Além disso, a decisão declarou a nulidade da cobrança de “comissão de permanência” nos contratos, afastando qualquer eventual cobrança a este título, pois não há previsão legal para ela nas cédulas de crédito rural.

Impacto e precedentes para o agro

A decisão do Tribunal de Justiça do Paraná (TJ-PR) cria um precedente relevante para o setor agropecuário. Ela reforça a importância de as instituições financeiras considerarem as peculiaridades do agronegócio, especialmente as adversidades climáticas e de mercado, que escapam ao controle do produtor.

O banco deverá recalcular o saldo devedor desde a origem, aplicando o teto de 12% ao ano e devolvendo os valores cobrados indevidamente.

Mais do que um caso isolado, a sentença simboliza a força do campo diante da injustiça financeira.

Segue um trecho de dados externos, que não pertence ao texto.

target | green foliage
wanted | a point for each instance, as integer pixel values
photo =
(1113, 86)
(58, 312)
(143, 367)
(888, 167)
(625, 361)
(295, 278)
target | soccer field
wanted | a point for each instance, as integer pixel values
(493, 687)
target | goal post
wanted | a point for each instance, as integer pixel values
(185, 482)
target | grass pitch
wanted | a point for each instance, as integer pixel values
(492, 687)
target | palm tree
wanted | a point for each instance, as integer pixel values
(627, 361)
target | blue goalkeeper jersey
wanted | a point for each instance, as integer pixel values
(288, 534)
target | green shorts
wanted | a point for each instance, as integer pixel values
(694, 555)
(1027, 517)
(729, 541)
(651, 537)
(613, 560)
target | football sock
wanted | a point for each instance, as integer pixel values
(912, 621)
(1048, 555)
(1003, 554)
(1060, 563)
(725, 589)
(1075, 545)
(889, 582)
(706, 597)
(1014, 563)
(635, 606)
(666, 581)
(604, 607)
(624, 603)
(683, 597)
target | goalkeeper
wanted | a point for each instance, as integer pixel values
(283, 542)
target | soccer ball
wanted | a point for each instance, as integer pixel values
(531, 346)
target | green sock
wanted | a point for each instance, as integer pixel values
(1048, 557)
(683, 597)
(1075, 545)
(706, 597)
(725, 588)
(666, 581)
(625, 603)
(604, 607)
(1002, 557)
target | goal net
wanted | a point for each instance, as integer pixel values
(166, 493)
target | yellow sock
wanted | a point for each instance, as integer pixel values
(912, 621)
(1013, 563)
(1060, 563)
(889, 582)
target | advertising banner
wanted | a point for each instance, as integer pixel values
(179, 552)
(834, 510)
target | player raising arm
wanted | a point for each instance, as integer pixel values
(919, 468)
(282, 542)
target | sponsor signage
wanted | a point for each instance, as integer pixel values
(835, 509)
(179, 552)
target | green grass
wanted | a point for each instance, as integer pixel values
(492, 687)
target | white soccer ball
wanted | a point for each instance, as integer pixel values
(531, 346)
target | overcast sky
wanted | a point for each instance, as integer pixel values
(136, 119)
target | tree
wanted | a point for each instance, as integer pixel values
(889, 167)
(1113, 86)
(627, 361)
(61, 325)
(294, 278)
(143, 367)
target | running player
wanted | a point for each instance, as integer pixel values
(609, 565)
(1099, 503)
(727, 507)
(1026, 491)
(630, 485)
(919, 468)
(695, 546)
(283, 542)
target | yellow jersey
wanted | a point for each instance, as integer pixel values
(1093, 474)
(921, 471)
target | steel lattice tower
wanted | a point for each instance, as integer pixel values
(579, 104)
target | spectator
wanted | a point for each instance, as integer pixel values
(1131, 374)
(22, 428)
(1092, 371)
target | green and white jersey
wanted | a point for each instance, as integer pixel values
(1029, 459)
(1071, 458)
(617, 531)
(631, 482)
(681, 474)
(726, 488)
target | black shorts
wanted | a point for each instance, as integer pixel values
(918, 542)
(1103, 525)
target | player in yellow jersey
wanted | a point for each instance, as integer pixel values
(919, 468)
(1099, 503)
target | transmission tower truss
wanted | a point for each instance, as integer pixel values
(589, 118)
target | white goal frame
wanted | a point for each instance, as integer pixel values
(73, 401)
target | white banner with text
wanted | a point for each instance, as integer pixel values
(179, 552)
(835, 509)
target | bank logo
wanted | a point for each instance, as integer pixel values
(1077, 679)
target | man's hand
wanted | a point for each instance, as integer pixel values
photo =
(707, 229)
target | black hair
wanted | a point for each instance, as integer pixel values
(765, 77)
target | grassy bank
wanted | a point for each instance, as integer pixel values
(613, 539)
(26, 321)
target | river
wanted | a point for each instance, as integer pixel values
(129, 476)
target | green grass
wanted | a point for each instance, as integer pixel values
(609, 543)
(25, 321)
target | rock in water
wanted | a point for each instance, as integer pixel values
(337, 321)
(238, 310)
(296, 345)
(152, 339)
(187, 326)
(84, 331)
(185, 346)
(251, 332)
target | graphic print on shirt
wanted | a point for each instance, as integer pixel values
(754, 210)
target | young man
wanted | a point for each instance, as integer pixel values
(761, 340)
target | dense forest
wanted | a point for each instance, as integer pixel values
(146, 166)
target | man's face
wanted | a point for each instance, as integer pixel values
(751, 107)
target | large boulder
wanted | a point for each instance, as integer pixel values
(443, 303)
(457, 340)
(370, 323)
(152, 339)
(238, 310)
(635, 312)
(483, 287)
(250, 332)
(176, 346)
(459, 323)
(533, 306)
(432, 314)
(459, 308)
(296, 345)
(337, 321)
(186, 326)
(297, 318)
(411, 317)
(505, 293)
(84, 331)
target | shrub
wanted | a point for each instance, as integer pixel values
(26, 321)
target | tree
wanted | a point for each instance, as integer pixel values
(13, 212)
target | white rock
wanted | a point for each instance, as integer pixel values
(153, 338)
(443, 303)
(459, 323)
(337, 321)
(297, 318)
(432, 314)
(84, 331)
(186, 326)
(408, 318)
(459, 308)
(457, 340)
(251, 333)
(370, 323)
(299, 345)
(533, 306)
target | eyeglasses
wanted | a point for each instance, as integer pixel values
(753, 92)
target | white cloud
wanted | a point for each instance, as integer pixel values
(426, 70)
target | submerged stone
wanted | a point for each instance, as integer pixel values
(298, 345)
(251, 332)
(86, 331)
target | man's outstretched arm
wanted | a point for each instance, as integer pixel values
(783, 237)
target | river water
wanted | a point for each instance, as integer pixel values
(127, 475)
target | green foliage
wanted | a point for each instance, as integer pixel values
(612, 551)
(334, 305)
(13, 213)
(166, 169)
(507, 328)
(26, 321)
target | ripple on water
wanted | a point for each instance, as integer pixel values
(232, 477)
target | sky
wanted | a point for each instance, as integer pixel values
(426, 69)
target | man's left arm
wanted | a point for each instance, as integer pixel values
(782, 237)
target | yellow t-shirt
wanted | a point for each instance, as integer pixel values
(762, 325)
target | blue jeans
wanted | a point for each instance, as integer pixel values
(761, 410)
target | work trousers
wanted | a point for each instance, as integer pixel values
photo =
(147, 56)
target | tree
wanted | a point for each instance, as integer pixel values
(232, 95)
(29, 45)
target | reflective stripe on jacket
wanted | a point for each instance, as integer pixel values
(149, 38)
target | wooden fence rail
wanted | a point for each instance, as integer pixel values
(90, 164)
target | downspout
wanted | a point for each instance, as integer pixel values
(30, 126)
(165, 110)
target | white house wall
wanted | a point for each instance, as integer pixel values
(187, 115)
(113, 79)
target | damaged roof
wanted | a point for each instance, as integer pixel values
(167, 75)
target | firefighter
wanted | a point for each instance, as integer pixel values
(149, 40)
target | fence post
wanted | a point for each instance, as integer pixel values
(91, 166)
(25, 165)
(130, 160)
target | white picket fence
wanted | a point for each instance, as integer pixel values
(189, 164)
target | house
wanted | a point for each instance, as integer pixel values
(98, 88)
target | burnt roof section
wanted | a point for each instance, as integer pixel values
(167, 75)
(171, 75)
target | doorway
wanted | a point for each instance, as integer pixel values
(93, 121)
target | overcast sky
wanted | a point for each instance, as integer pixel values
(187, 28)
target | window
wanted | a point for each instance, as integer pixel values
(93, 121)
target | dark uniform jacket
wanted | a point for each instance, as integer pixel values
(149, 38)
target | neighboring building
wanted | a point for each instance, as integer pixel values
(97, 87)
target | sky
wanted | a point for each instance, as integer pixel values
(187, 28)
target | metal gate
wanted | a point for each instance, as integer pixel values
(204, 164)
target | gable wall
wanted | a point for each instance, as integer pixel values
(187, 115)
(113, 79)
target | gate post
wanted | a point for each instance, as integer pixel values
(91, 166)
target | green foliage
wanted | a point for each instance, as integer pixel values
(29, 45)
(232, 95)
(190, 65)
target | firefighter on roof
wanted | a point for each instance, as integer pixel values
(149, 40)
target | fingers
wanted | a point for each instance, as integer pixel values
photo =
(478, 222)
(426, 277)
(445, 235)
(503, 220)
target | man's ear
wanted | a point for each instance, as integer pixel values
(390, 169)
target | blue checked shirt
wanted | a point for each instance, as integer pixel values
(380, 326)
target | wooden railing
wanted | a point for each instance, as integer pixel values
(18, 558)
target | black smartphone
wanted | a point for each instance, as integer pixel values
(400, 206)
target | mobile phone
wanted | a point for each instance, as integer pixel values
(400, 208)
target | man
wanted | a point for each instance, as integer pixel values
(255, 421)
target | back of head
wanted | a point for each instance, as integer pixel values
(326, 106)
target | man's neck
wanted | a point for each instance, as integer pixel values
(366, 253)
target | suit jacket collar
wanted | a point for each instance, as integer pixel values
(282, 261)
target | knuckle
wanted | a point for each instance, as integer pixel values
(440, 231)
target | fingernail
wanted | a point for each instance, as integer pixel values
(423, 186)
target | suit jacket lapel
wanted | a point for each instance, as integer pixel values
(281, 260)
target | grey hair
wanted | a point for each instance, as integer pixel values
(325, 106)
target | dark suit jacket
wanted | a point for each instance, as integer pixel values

Em meio às crises climáticas e à pressão das grandes instituições, a Justiça reafirma o papel social da agricultura e o direito do produtor de não ser penalizado por fatores que estão além de sua vontade.

É o campo fazendo eco nos tribunais — uma voz firme que exige equilíbrio, respeito e reconhecimento para quem planta o futuro do Brasil.